This is not the happiest place on Earth by far for either side. Not only does Walt Disney Parks and Resorts want an Americans With Disabilities Act lawsuit from the families of children with developmental disorders tossed, it also really doesn’t want to see any more plaintiffs added to the controversial case. “Most of the proposed complaint is repetitive, argumentative, inflammatory, irrelevant and unnecessary,” said the media giant’s parks and resorts division in opposition earlier this week to the amended compliant of August 27 that seeks to include 69 new plaintiffs to the discrimination case first filed back in April
Citing “excessive detail and inflammatory language” and the absence of “the basic elements of a legal claim,” Disney suggests the action isn’t about the discomfort and potential discrimination that may have been suffered by 16 children with conditions like autism and 10 of their guardians while visiting Disneyland and other theme parks but about chasing the media spotlight.
“It is clear that plaintiffs’ lead counsel, who features articles about this case on his website, spent five months preparing a 334-page amendment primarily for the purpose of generating press for this case, instead of writing a short and concise statement of plaintiffs’ claims as required by the Federal Rules’ brevity mandate,” says Disney’s lawyer Rhonda Trotter of LA firm Kaye Scholer LLP in the September 15 filing (read it here). “The very prolixity of plaintiffs’ proposed amendment, combined with the inflammatory tone of the allegations and the timing of its filing, demonstrate that it was made in bad faith.”

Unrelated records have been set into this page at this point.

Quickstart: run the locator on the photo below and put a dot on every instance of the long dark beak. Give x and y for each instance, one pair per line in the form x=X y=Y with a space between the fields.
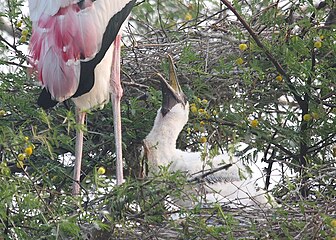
x=172 y=93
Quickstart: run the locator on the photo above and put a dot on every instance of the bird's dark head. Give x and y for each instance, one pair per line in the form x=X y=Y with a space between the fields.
x=172 y=93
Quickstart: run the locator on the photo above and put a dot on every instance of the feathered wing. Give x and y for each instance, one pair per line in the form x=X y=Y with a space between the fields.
x=68 y=32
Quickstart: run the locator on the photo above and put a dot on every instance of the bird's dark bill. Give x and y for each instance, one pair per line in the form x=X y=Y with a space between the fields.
x=172 y=93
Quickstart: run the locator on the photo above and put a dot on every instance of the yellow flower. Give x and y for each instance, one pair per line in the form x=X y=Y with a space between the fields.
x=203 y=139
x=101 y=171
x=254 y=123
x=29 y=151
x=239 y=61
x=24 y=32
x=188 y=17
x=333 y=223
x=318 y=44
x=279 y=78
x=307 y=117
x=20 y=164
x=193 y=109
x=242 y=46
x=21 y=156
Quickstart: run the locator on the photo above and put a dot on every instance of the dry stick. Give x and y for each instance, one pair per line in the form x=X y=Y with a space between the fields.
x=209 y=172
x=267 y=52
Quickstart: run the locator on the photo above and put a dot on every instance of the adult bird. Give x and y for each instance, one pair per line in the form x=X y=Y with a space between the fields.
x=230 y=184
x=75 y=48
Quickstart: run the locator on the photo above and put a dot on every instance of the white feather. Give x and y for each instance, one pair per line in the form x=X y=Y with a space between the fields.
x=225 y=185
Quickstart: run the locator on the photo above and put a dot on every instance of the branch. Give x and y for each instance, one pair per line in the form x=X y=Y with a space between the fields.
x=270 y=57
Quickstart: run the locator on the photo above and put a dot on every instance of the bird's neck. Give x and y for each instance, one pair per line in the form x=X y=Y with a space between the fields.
x=160 y=143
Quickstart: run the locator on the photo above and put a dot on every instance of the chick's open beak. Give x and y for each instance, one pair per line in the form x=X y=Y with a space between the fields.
x=172 y=93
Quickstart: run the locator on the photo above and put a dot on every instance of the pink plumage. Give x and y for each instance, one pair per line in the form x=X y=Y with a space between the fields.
x=65 y=33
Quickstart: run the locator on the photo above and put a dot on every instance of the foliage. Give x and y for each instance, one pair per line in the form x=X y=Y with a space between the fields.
x=276 y=94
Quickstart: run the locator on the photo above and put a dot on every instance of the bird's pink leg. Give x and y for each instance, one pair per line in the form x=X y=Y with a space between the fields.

Noting trauma and suffering as well, the original 57-count complaint from the more than a dozen children and their guardians sought damages, injunctive relief and declaratory relief for violations of the ADA and California’s Unruh Civil Rights Act. In rejecting those claims, Disney has also denied the existence of the so-called “Magic List,” which was described in the initial complaint this spring as a possible solution to the shortcomings of the present Disability Access Service, which was introduced in October. The “Magic List” reportedly grants selected VIPs the fast track and no drama of no-wait, no-appointment-necessary ride passes among its privileges.
No drama is something Disney appears to desire from the upcoming October 6 hearing on the additions in front of Judge Manuel Real here in L.A. Claiming that the amended complaint if granted would be “one of the longest complaints ever filed in a federal district court,” the company’s attorney warns that the new complaint “would require Disney to provide paragraph-by-paragraph responses to more than 1,400 separate paragraphs of factual allegations, which would require substantial time and expense.”
Obviously that “onerous task,” as the document says, is something Disney thinks it shouldn’t have to do for a case it already ia trying to get dismissed or moved from California to corporately more friendly Florida. Judge Real has not yet ruled on the latter, but the House of Mouse sure knows how it wants the federal bench to rule on the amended complaint. “Courts have broad discretion to deny leave to amend a complaint based on futility, inexcusable delay, undue prejudice to the opposing party, or bad faith,” notes the 7-page filing to that point. Pretty clear there.
Andy Dogali of Tampa, FL’s Dogali Law Group and Hermosa Beach, CA, attorney Eugene Feldman represent the plaintiffs.